L’objet de désir ou d’amour est nécessairement signifiant pour le sujet qui lui octroie ses déterminations. Or pour devenir objet pour un sujet, il doit cependant s’effacer comme signifiant en soi et accepter d’apparaître comme non-signifiant, afin de recevoir des déterminations. Cette objectivation peut être vécue comme négative, puisqu’elle implique une soumission à la loi du monde de l’autre, mais elle doit finalement être assumée. Le sujet ne peut toutefois déterminer l’objet que parce qu’il y suppose derrière cette non-signifiance une signifiance pure, dont il cherche à reconstituer l’identité. Cette identité se reconstitue à travers la finitude, la répétition et l’articulation des signifiants. La réalité de la chose correspond à cette articulation, tandis que son unité se pose dans l’identité de l’objet. 

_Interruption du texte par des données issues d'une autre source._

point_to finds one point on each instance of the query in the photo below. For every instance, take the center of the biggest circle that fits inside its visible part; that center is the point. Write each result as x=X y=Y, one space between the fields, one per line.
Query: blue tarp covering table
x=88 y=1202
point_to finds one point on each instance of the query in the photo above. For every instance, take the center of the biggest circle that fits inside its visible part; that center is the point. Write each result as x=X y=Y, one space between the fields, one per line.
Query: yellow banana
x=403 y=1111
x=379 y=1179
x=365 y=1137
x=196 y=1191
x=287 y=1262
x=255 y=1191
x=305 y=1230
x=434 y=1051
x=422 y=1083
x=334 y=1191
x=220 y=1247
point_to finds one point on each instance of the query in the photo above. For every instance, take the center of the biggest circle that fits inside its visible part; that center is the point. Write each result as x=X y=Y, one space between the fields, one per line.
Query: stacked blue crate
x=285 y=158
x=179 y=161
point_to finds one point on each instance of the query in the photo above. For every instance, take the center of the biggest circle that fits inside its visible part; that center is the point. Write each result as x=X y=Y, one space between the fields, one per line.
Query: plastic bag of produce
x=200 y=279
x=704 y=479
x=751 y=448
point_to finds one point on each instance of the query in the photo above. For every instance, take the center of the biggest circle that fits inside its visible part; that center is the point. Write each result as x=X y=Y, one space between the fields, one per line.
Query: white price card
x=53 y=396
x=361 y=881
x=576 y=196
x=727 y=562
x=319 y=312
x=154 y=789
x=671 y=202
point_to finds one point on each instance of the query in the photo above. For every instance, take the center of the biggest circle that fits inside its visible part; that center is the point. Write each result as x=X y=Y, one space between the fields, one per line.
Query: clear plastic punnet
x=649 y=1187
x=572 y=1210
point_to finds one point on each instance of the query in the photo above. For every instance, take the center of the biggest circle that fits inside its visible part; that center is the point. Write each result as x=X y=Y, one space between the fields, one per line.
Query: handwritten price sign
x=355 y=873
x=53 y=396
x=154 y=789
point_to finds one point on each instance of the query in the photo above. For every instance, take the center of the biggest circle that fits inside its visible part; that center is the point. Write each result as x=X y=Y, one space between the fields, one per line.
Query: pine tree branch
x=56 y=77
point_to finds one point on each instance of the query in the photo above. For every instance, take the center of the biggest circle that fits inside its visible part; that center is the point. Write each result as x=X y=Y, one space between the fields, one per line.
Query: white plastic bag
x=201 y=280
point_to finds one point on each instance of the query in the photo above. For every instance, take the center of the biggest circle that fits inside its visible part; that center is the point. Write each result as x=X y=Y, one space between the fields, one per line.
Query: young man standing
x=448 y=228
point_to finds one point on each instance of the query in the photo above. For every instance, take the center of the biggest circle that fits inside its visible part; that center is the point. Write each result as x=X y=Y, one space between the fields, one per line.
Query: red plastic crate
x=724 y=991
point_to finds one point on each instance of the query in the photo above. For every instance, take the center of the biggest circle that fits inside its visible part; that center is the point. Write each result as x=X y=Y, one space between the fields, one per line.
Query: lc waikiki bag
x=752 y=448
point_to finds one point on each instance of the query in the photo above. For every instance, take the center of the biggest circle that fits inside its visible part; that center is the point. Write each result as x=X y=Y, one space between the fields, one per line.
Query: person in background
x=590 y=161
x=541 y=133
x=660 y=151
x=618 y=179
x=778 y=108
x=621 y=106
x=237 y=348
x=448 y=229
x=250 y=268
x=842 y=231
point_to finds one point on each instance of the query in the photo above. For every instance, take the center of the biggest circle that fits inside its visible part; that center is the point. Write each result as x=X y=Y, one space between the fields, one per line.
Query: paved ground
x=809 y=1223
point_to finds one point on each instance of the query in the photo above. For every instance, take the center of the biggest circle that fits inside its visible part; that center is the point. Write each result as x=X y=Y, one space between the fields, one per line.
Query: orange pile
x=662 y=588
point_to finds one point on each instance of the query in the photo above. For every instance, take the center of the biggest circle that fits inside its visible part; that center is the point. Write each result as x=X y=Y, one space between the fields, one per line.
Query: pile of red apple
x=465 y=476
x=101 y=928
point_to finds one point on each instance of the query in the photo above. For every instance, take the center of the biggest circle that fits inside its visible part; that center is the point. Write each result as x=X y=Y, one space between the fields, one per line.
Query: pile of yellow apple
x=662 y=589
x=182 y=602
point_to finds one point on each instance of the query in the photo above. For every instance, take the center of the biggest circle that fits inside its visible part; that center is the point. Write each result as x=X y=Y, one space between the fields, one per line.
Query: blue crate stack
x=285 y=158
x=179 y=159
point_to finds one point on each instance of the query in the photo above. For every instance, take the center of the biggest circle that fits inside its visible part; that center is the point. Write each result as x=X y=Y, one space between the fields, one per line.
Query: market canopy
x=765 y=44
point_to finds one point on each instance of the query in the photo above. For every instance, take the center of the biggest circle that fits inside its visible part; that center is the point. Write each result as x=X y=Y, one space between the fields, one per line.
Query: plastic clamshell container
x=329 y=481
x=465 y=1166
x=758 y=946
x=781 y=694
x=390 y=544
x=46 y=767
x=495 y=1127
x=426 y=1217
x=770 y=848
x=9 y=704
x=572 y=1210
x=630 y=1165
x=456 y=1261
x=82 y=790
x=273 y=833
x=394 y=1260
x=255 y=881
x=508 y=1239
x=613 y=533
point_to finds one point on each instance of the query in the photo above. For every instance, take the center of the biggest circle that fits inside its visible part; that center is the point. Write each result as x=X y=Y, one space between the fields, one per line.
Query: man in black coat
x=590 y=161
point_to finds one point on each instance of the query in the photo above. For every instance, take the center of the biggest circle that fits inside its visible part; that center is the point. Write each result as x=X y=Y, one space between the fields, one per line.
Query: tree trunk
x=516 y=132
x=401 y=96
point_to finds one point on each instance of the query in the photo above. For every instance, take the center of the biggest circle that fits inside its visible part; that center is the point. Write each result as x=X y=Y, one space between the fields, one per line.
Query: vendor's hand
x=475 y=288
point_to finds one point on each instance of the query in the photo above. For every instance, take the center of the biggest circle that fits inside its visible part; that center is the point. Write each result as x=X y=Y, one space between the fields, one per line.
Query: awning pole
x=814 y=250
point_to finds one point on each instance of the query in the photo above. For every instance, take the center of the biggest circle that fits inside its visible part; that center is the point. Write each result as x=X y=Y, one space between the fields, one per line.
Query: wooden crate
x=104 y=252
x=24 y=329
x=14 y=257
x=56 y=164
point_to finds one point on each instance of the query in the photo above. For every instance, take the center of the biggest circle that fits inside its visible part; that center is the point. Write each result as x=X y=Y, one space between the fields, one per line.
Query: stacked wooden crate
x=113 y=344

L’objet est ainsi signifiance et en même temps identité, identité de la signifiance. Signifiance qui, entrant librement dans l’épreuve de la finitude, se répète et s’articule jusqu’à se re-poser dans son identité. Telle est l’objectivité de l’objet. Où la réalité de la chose se retrouve dans le passage, imprévisible, d’un élément signifiant à un autre, dans l’« articulation des signifiants », et où l’unité de la chose se retrouve elle, comme posée, dans l’identité de l’objet. Une telle objectivité de l’objet est, pour Hegel, celle du ternaire du syllogisme, laquelle se pose en vérité, au-delà du mécanisme et du chimisme, comme téléologie. Elle est, pour nous, celle, en premier lieu, du quaternaire et, en second lieu, et plus absolument, du ternaire.”